May we all return to the proper path and abandon the false idol of ego!
But a particular divine reminder that the views I profess have enough merit to trigger religious bullies suggests to me that I should redouble my effort and be more transparent regarding them, as the proper response to spiritual impediments along my way.
So here goes. I hope the following is crystal clear:
1) I am fundamentally forward thinking. I draw my ideas from my dream of the Israelite future as it arises organically from the Israelite past: and from there I meet this moment in the Israelite present. That historical consciousness is fundamental to my understanding of myself, my people, and my creator.
2) I am not: Sepharadi, Ashkenazi, Teimani, or the product of any other exilic collective noted in the annals of Jewish history: I am a free born, free thinking Jew, charged with dual responsibility as a member of an eternal divine pact by birth and a renewed national project by choice. I am not Orthodox or Conservative or Reform or Reconstructionist or Renewal, or a member of any other ideological party or camp within our nation.
3) I am loyal to the national court of our ancestors and I follow their laws beyond the reach of any community’s custom. My customs are my own, personal adornments to my small practice of implementing the Creator’s instructions, in the context of my life, my family, my social network, my country, my region, my planet………….
4) I learn from all the sages of Israel, as I learn from the sages of all the nations, but I particularly follow the Rambam’s way.

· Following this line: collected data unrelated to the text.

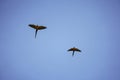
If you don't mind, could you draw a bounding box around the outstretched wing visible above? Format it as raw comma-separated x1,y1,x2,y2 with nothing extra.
38,26,47,30
73,48,81,52
68,48,74,51
76,49,81,52
29,24,38,29
68,47,81,52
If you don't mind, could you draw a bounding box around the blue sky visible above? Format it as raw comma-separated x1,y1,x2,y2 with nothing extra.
0,0,120,80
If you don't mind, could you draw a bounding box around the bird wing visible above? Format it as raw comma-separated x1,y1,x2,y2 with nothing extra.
38,26,47,30
68,48,81,52
29,24,38,29
73,48,81,52
68,48,74,51
76,49,81,52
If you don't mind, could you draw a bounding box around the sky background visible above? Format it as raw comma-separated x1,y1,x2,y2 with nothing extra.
0,0,120,80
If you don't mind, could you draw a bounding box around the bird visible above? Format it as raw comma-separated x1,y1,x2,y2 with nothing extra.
68,47,81,56
28,24,47,38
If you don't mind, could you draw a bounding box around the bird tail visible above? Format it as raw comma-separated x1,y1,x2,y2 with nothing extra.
35,29,38,38
72,51,75,56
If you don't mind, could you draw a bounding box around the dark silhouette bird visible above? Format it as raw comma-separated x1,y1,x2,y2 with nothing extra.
68,47,81,56
28,24,47,38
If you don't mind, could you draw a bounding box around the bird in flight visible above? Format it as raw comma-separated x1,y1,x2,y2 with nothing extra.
68,47,81,56
28,24,47,38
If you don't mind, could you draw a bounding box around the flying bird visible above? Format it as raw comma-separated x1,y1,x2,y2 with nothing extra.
68,47,81,56
28,24,47,38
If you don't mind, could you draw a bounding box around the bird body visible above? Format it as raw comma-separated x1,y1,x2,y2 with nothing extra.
28,24,46,38
68,47,81,56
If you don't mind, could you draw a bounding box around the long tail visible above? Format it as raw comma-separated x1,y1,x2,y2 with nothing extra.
35,29,38,38
72,51,75,56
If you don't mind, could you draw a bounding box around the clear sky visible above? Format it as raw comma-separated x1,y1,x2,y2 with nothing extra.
0,0,120,80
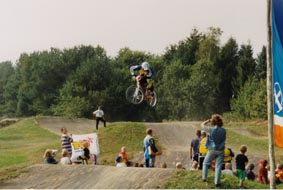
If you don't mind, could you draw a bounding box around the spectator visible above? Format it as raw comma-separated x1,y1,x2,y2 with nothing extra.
44,149,58,164
60,149,71,165
222,163,234,176
119,146,131,166
201,114,226,188
61,127,73,157
191,160,198,171
81,142,90,165
176,162,185,169
143,128,161,168
275,163,283,184
235,145,249,189
222,147,234,170
93,106,106,130
246,163,256,180
115,156,127,167
258,159,269,184
190,130,201,168
198,131,208,170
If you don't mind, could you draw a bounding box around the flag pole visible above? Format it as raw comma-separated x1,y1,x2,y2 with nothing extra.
267,0,275,189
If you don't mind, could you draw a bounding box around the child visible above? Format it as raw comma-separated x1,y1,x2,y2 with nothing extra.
119,146,131,166
222,163,234,176
43,149,58,164
235,145,248,189
275,163,283,184
191,160,198,171
60,149,71,165
246,163,256,180
115,156,127,167
176,162,185,169
258,159,269,184
82,142,90,164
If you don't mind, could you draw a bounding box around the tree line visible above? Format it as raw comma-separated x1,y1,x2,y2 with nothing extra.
0,27,267,121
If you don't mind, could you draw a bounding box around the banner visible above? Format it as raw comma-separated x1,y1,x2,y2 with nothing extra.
273,0,283,147
72,133,100,155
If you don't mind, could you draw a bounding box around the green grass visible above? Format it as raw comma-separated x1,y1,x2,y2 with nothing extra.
0,118,61,181
161,169,283,189
0,119,146,180
160,119,283,189
97,122,146,165
2,118,283,189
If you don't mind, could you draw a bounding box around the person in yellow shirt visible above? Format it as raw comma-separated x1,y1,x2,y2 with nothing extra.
222,147,234,170
199,131,208,170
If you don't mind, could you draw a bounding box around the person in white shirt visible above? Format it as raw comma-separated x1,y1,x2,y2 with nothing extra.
115,156,127,167
222,163,234,176
60,149,71,165
93,106,106,130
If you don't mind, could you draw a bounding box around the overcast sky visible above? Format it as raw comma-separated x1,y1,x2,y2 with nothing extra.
0,0,267,63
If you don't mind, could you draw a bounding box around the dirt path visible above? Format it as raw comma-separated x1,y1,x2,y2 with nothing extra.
0,118,267,189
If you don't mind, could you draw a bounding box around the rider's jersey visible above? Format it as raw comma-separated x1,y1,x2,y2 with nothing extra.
130,65,153,78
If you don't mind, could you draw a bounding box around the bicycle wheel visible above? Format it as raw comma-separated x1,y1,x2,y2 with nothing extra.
125,85,144,104
146,91,157,107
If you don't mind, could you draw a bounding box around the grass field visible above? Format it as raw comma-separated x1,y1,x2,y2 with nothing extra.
1,117,283,189
0,118,146,181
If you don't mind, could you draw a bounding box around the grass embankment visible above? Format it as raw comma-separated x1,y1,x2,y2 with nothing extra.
161,120,283,189
0,118,61,181
0,118,146,181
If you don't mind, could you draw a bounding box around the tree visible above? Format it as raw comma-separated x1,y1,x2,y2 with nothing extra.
0,61,15,116
232,44,256,96
163,28,203,65
217,38,239,112
157,60,191,120
255,46,267,80
187,27,222,119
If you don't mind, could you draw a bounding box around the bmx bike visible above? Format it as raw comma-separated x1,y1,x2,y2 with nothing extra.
125,76,157,107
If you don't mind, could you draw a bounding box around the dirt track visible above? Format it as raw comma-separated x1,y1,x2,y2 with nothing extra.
0,118,267,189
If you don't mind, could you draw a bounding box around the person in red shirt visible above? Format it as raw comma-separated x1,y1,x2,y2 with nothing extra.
258,159,269,184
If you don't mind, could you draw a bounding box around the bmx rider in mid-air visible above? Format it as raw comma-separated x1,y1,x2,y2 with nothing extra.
130,61,154,96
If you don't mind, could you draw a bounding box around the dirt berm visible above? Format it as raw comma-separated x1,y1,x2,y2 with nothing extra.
0,118,266,189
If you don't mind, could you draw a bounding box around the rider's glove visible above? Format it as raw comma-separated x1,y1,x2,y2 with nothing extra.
132,76,136,81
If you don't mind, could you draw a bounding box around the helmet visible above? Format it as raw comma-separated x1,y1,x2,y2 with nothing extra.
141,62,150,70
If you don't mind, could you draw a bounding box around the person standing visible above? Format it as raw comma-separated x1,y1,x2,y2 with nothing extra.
198,131,208,170
190,129,201,169
201,114,226,188
143,128,161,168
235,145,249,189
93,106,106,130
61,127,73,157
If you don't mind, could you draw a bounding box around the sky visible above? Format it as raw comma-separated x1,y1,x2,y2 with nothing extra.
0,0,267,63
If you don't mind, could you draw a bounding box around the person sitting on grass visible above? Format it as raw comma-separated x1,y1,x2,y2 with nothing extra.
60,149,71,165
222,163,234,176
258,159,269,184
275,163,283,184
119,146,132,166
246,163,256,181
44,149,58,164
115,156,127,167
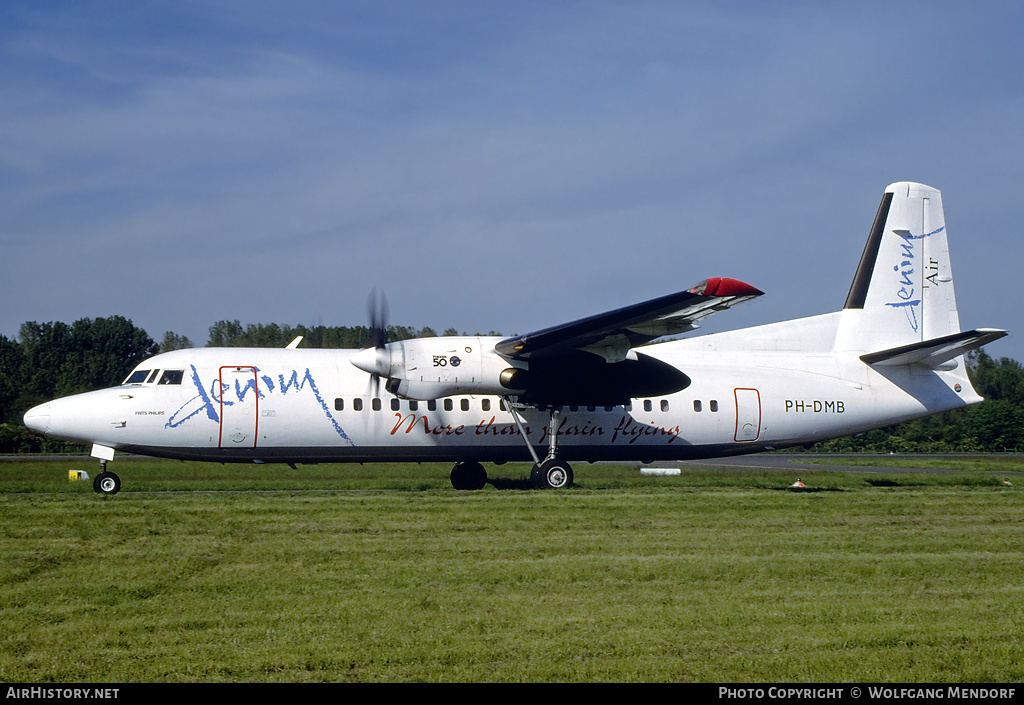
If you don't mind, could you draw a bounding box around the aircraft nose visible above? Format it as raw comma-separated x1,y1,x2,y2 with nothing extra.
23,403,51,434
21,390,121,445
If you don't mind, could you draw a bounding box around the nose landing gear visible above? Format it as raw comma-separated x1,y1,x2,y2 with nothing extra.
92,459,121,495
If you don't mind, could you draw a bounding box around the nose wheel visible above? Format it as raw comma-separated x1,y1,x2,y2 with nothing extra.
92,460,121,495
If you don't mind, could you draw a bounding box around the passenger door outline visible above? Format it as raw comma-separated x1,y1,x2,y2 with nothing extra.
734,388,761,442
219,366,259,448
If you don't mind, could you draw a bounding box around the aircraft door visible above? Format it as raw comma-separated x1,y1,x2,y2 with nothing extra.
219,366,259,449
734,388,761,442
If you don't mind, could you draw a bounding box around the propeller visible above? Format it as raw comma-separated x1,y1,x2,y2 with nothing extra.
367,286,390,351
354,286,391,394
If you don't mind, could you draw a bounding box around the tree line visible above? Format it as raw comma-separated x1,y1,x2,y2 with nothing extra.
1,315,1021,454
204,320,472,349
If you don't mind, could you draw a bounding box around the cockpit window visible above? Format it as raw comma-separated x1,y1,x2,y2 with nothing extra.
123,368,186,385
124,370,150,385
158,370,184,385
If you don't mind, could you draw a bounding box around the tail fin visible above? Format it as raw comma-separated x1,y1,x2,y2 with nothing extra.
837,182,961,353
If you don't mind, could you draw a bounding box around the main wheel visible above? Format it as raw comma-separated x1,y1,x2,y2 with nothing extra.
93,471,121,495
531,458,573,490
450,461,487,490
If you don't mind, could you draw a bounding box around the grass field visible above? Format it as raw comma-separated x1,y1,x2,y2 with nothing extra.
1,456,1022,683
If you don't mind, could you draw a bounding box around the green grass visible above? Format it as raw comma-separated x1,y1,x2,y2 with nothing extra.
1,457,1022,682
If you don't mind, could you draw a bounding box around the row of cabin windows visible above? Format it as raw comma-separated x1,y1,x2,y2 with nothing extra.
638,399,718,412
335,397,491,413
333,398,721,413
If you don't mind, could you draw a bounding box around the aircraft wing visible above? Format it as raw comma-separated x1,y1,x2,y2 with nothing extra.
494,278,763,363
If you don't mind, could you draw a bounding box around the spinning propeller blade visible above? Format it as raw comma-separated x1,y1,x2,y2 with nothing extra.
364,287,390,394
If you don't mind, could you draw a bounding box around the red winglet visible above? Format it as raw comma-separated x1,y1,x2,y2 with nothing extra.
691,278,764,297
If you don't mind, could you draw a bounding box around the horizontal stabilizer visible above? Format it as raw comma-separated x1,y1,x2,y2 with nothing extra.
860,329,1007,368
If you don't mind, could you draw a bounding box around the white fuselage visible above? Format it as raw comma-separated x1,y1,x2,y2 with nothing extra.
24,309,979,465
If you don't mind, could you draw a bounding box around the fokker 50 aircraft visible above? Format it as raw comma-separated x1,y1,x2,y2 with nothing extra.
24,182,1006,494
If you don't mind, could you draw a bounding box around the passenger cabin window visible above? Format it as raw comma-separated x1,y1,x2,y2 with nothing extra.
710,400,719,412
694,400,702,412
353,398,363,411
335,398,344,411
643,400,653,412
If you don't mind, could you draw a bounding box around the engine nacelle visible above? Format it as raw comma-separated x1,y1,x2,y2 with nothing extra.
352,336,524,400
351,335,691,405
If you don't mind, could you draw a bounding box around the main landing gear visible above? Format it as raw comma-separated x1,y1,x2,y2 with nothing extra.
447,403,574,491
529,407,573,489
530,456,574,490
450,461,487,491
93,459,121,495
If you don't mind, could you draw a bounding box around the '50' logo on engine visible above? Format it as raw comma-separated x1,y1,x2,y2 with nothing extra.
432,355,461,367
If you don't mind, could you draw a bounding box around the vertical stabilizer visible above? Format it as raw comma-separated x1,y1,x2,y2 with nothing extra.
836,182,960,352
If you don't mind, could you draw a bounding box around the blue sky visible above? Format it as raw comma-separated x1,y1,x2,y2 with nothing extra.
2,1,1021,361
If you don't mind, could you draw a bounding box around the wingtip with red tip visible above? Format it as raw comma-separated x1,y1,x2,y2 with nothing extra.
691,277,764,297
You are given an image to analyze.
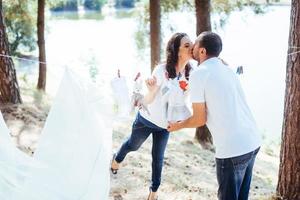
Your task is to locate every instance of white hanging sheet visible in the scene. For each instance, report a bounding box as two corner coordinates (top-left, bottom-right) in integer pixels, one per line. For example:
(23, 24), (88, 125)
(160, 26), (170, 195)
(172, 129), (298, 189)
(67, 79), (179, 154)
(0, 69), (112, 200)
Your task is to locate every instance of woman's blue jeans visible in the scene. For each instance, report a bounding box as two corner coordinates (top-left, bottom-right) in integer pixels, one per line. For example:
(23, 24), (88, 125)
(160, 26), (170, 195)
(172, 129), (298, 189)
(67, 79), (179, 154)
(115, 113), (170, 192)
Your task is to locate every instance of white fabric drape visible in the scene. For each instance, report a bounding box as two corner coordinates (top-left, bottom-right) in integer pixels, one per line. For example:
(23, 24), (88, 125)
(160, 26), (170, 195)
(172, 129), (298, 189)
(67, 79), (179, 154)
(0, 69), (111, 200)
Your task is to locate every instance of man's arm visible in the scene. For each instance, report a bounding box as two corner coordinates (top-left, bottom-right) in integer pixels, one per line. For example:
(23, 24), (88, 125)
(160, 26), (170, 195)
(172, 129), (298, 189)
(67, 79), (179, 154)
(167, 102), (207, 132)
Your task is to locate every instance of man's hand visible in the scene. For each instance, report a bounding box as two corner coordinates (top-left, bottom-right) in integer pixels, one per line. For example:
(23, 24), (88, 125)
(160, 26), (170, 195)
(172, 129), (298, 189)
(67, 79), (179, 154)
(168, 103), (207, 132)
(167, 121), (183, 132)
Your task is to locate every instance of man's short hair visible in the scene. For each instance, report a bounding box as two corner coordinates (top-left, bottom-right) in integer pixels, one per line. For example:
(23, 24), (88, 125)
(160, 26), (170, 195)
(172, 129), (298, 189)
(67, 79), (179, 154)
(198, 32), (222, 57)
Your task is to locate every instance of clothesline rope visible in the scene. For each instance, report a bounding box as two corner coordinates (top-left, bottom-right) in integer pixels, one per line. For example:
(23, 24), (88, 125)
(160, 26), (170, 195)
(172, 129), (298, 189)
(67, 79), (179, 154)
(0, 54), (143, 80)
(1, 47), (300, 66)
(0, 54), (46, 64)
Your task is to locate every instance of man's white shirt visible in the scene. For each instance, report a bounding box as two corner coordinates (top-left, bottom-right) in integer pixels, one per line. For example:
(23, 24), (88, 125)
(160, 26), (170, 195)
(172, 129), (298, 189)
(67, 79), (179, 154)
(189, 58), (261, 158)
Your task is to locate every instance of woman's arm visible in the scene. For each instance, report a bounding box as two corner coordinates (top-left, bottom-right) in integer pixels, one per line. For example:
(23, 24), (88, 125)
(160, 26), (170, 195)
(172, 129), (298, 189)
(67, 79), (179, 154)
(142, 76), (160, 105)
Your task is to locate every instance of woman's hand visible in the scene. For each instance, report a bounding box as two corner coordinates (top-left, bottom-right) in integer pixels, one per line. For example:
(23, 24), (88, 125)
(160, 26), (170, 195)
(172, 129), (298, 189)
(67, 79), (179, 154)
(145, 76), (159, 93)
(143, 76), (160, 105)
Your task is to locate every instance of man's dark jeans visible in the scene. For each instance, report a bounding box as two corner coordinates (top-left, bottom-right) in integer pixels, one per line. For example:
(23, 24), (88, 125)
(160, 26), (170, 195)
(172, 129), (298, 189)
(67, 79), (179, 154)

Especially in disagreeing with the Rambam – because that was the way of Rambam himself, as I was first taught it in youth and later came to know it in (relative) maturity: to follow one’s mind to the end of knowing the God of truth.
5) I have a deeply held belief in the rights to security, justice, freedom, and peace shared by all human beings. All of them. That is what I was taught as a child and that is what I learned, from some of the past century’s greatest exponents of Judaism, that the Torah promotes, and I have never been persuaded to relinquish that belief. “Maybe one day.”
And last but most important:
6) I am nobody. Nothing. No one to take seriously, to learn from, or to emulate. I am not a source of wisdom or guidance. I am not an expert in anything and I’m wrong about at least one thing every day. I share what I share with you, or with the world, not to teach you but to awaken thoughts within you, so that you may join me on this journey.
Sometimes I’ll say or write something that may seem to conflict with the above – but that is because I choose a way of expressing things obliquely, as juxtapositions and phrases meant to awaken your own thoughts in response to mine, not to disclose to you the fullness of my own thought.
There are volumes more to write on this but I think this was a good opportunity to set the record straight on some matters.